We found that the RF Method outperforms PCVA for all metrics and settings, with the exception of having slightly lower CSMF accuracy in neonates when HCE was available. Even in this single scenario, the difference in CSMF accuracy is not statistically significant, and furthermore, the PCVA analysis for neonates was limited to a six cause list, while the RF analysis was done on the full 11 cause list. The degree of the improvement varies among metrics, among age modules, and with the presence or absence of HCE variables. When the analysis is conducted without HCE variables, RF is particularly dominant.
The superior performance of RF compared to PCVA with respect to all of our quality metrics is excellent because this method also reduces cost, speeds up the analysis process, and increases reliability. While it may take days for a team of physicians to complete a VA survey analysis, a computer approach requires only seconds of processing on hardware that is currently affordably available. In addition, using machine learning leads to reliability, since the same interview responses will lead to the same cause assignment every time. This is an important advantage over PCVA, which can produce results of widely varying quality among different physicians, according to their training and experience .
Despite these strengths of RF, the method does have weaknesses in individual-level prediction of certain causes. For example, chance-corrected concordances for malaria and pneumonia in adults are around 25% even with HCE. Chance-corrected concordances for encephalitis, sepsis, and meningitis in children are in the 15% to 25% range. However, in many applications, it is the population-level estimates that are most important, and the linear regression of true versus estimated cause fraction shows that for these causes, RF has a RMSE of at most 0.009 for the adult causes and 0.02 for the child causes. It may be possible to use these RMSEs together with the slopes and intercepts to yield an adjusted CSMF with uncertainty.

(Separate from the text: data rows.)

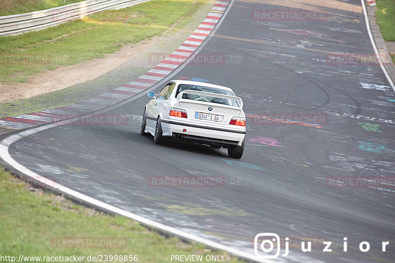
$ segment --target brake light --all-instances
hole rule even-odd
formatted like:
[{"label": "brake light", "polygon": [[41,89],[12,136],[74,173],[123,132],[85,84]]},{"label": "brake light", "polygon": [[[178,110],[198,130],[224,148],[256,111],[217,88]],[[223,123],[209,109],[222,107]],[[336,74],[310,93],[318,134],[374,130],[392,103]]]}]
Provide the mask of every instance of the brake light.
[{"label": "brake light", "polygon": [[170,110],[169,115],[174,117],[188,118],[187,116],[187,111],[185,110],[179,109],[178,108],[171,108]]},{"label": "brake light", "polygon": [[241,118],[232,118],[229,124],[238,126],[245,126],[245,120]]}]

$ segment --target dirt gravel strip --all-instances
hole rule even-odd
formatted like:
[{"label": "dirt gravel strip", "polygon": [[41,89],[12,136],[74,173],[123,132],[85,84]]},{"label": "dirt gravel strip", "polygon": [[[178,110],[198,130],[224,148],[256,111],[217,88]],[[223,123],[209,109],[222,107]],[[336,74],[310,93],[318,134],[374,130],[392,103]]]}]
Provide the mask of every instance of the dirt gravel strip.
[{"label": "dirt gravel strip", "polygon": [[[66,106],[0,119],[0,133],[4,134],[15,130],[63,120],[65,116],[69,118],[88,114],[129,99],[149,89],[188,60],[200,46],[219,21],[229,2],[229,0],[217,1],[192,34],[172,53],[143,75],[125,83],[125,76],[131,75],[130,68],[136,67],[135,64],[130,65],[126,63],[119,68],[105,74],[102,78],[99,77],[92,81],[75,85],[77,87],[82,86],[83,88],[80,90],[84,92],[84,90],[89,90],[90,88],[97,90],[98,85],[101,84],[101,80],[107,84],[107,86],[102,85],[105,89],[108,89],[109,85],[116,84],[120,81],[124,83],[120,83],[118,88],[114,89],[110,86],[112,89],[110,91]],[[141,58],[136,58],[136,59],[141,60]],[[134,62],[131,62],[133,64]]]}]

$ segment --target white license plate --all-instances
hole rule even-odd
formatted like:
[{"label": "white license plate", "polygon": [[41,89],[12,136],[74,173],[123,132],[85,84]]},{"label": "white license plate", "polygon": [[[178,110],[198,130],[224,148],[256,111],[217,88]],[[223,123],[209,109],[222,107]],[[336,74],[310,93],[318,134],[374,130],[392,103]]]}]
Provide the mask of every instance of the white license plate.
[{"label": "white license plate", "polygon": [[203,113],[203,112],[195,112],[195,117],[196,119],[200,120],[207,120],[208,121],[213,121],[214,122],[222,122],[224,119],[222,115],[217,115],[216,114],[209,114]]}]

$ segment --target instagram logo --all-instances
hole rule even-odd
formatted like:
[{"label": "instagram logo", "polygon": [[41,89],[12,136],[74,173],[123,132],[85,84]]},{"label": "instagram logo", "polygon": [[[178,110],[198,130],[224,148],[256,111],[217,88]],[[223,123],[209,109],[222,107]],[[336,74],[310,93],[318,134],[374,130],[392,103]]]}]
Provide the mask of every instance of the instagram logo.
[{"label": "instagram logo", "polygon": [[[276,254],[269,254],[275,247],[276,247]],[[277,258],[280,255],[280,237],[274,233],[259,233],[254,239],[254,252],[255,256],[261,259]]]}]

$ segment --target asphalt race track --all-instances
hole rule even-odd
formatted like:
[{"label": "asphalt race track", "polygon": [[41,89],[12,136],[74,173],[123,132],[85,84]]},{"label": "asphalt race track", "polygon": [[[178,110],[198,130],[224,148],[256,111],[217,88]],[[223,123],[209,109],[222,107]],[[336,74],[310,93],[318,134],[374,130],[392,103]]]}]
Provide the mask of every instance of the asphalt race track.
[{"label": "asphalt race track", "polygon": [[[171,78],[229,86],[243,99],[250,117],[241,159],[140,135],[146,96],[104,112],[127,114],[126,125],[50,128],[13,144],[11,155],[67,187],[252,255],[259,233],[289,237],[289,254],[282,242],[273,262],[394,262],[395,94],[378,65],[347,58],[374,54],[360,1],[315,2],[235,1],[199,53],[224,60],[190,63]],[[260,18],[303,9],[320,10],[323,19]],[[276,121],[284,115],[298,121]],[[225,184],[152,185],[163,176]],[[356,187],[342,181],[350,176],[393,184]],[[311,252],[301,251],[303,240],[314,241]]]}]

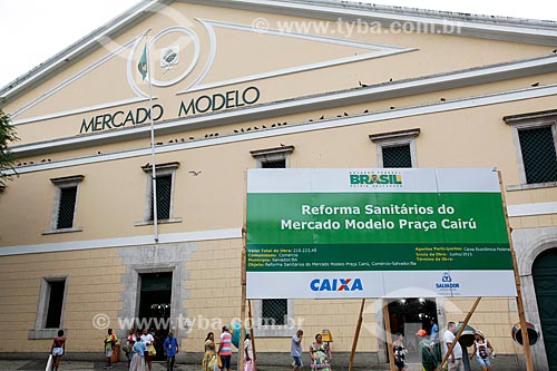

While the ANN method used by Boulle et al. 10 years ago  showed the potential of using ML techniques, the RF Method we have validated here has proven that ML is ready to be put into practice as a VA analysis method. ML is an actively developing subdiscipline of computer science, so we expect that future advances in ML classification will be invented over the coming years, and VA analysis techniques will continue to benefit from this innovation. During the development of our approach, we considered many variants of RF. However, the possibilities are endless, and even some other variant of RF may improve on the method presented here. For example, nonuniformly increasing the number of trees in the forest to have proportionately more for select causes (in the spirit of Boosting ) is a potential direction for future exploration.
For any ML classifier to be successful, several requirements should be met. As discussed earlier, the accuracy of classification relies considerably on the quality of the training data (deaths with gold standard cause known to meet clinical diagnostic criteria). While the PHMRC study design collected VA interviews distributed among a wide array of causes from a variety of settings, certain causes were so rare that too few cases occurred to train any ML classifier to recognize them. Future studies could focus on collecting additional gold standard VAs for priority diseases to complement the PHMRC dataset. These additional data could improve the accuracy of RF and other ML models on certain selected causes. Future research should also focus on assessing VA's performance in different settings. For example, users in India may be interested specifically in how RF performs in India instead of across all of the PHRMC sites, particularly if it is possible to train the model only on validation deaths from India.
All VA validation studies depend critically on the quality of validation data, and this RF validation is no exception. A unique feature of the PHMRC validation dataset, the clinical diagnostic criteria, ensures that the validation data are very precise about the underlying cause of death. However, this clinical diagnosis also requires that the deceased have some contact with the health system. The validity of the method therefore depends critically on the assumption that the signs and symptoms observed in the deaths that occur in hospitals for a given cause are not substantially different than deaths from that cause that occur in communities without access to hospitals. We have investigated this assumption by conducting our analysis with and without HCE items, which gives some indication of the potential differences.
The machine learning technique described in this paper will be released as free open source software, both as stand-alone software to run on a PC and also as an application for Android phones and tablets, integrated into an electronic version of the VA instrument.